12) TIMOTHY SKINNER (1779): The father of the Skinner children, Timothy Skinner, died from dysentery at age 78. The winged cherub on his gravestone represents the flight of the soul heavenward. The phrase "in memory of" is typical of later stones and serves to memorialize the deceased. It implies that the body is not necessarily interred beneath.
13) BENJAMIN COLTON (1759): Colton was the first minister of the Fourth Church of the West Division. He served 46 years, from 1713-1759, until his death from measles in 1759. The ornate, elaborate style of his stone was typical of that commonly made for ministers and important figures of the eighteenth-century community. Like Stephen Keyes' stone, it may represent a self-portrait.
14) CAPTAIN SAMUEL SEDGWICK (1735): Married to Mary Hopkins, Samuel Sedgwick may have been a cooper and/or distiller. West Hartford has both a middle school and road named after this family. There is only one other gravestone similar to his in the cemetery (Nathaniel Smith's) and both have been attributed to an anonymous individual known as the "Glastonbury Lady." The carver acquired this name because he was a popular stonecutter in Glastonbury in the 1730s and many of his best stones were made for women.
15) NATHANIEL HOOKER (1770): Hooker was the second minister of the Fourth Church of the West Division and served from 1759-1770. He was also a doctor, which was not unusual for ministers since they were the best educated men in the community. Ironically, he died at age 32 from mercurial poisoning as he attempted to treat himself for consumption (tuberculosis). He has what is known as a "tablestone." Such stones are raised above the ground on pedestals. His stone is now in two pieces. The pedestals are kept at the West Hartford Historical Society.
16) LIEUTENANT JOSEPH GILLITT (1746): Gillitt was one of the 29 original members that formed the West Division's Congregational Church on February 24, 1713. He owned and operated a tanning yard. The house he built is still standing on South Main Street near the Noah Webster House. The motif on his gravestone resembles a skull or death's head, a common theme on early stones which served as a vivid reminder of death and resurrection.
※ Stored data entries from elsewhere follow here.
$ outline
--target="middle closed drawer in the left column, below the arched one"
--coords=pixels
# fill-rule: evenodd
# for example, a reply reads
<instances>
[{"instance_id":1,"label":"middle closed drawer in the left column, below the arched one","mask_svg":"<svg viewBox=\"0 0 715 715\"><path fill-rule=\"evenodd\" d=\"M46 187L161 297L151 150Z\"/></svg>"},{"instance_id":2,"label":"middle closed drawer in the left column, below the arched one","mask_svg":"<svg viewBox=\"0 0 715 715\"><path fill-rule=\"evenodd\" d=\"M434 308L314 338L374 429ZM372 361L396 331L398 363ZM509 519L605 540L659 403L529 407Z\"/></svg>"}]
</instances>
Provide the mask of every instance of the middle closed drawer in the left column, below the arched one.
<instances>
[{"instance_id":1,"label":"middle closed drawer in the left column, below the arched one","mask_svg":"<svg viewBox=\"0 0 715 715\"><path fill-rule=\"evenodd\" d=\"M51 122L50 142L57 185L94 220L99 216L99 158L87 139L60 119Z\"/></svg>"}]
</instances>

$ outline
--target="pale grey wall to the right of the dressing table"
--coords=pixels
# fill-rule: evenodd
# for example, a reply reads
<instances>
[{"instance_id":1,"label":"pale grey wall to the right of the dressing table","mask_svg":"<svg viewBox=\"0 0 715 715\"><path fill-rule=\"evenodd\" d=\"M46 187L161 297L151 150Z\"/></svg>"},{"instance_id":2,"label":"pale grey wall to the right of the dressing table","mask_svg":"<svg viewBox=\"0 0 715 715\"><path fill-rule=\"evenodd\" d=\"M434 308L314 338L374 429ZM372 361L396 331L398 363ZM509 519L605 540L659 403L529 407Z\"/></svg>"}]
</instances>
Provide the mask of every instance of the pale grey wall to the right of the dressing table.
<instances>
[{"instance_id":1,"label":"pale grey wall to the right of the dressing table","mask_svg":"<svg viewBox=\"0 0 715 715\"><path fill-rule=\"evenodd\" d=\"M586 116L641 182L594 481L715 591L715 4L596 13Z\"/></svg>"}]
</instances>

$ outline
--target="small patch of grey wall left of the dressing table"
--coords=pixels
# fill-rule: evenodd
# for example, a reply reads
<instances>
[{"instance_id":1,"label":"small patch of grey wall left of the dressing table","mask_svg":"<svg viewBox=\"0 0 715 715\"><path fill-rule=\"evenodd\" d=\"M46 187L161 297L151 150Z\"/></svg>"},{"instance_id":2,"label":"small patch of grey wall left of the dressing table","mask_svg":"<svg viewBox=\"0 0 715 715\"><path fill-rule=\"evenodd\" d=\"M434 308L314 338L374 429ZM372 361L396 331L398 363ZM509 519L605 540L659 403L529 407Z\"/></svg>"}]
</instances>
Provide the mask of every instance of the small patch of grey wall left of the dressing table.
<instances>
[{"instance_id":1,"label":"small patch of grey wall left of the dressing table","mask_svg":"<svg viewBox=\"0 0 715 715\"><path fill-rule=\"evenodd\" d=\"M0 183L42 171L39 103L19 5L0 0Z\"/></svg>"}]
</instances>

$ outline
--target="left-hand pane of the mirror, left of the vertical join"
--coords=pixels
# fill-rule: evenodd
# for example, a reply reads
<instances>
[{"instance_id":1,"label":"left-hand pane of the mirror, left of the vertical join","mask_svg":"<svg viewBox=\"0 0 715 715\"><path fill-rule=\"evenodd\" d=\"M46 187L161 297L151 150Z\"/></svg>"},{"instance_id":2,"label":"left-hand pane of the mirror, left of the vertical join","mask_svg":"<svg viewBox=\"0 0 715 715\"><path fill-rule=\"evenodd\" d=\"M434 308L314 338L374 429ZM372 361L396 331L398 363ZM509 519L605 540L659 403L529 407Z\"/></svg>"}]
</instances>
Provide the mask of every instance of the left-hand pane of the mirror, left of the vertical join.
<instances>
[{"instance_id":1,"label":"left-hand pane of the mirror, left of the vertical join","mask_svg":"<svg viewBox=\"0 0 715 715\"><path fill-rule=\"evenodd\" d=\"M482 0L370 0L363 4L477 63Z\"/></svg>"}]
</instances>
Despite the resemblance, however, the motif on his stone probably represents a transition to a winged cherub and not a skull, as it has a human face and lacks death's head teeth.
17) RACHEL MARSHFIELD (1754): One of the oldest people buried here is Rachel Marshfield, who died at age 86. There is no other gravestone like hers in the burying yard. The hourglass with its time run out, and one live and one dead flower severed by a scythe, are all death images that were meant to symbolize the frailty of life. Even the illiterate could understand the message.
18) AMOS BIDWELL (1808): A potter and brickmaker in the West Division, Amos Bidwell operated a tanning yard later in life. He owned 200 acres of land in the Susquehannah Purchase and in 1796 was 50 pounds in debt to Hartford's Grammar School. He was married to Phebe Williams and died from palsy, a type of paralysis.
19) MARY MERRELL (1792): The wife of Jacob Merrell, Mary Merrell, is one of the few women with probate documents. Such documents contain the will, inventories, and codicils of an individual. Merrell's probate records identify a payment of four pounds for her gravestone and name Stephen Brace as her gravedigger. He was paid seven shillings to do so.
20) JACOB MERRELL (1771): Merrell was a cousin to Noah Webster, Jr. and was a farmer and weaver. He died several days after falling on a pitchfork in a farming accident, leaving his widow Mary with the care of eight small children. The epitaph on his gravestone which reads, "the finest flesh is but dust, prepare for death and follow me you must," was meant to warn others of the inevitability of death.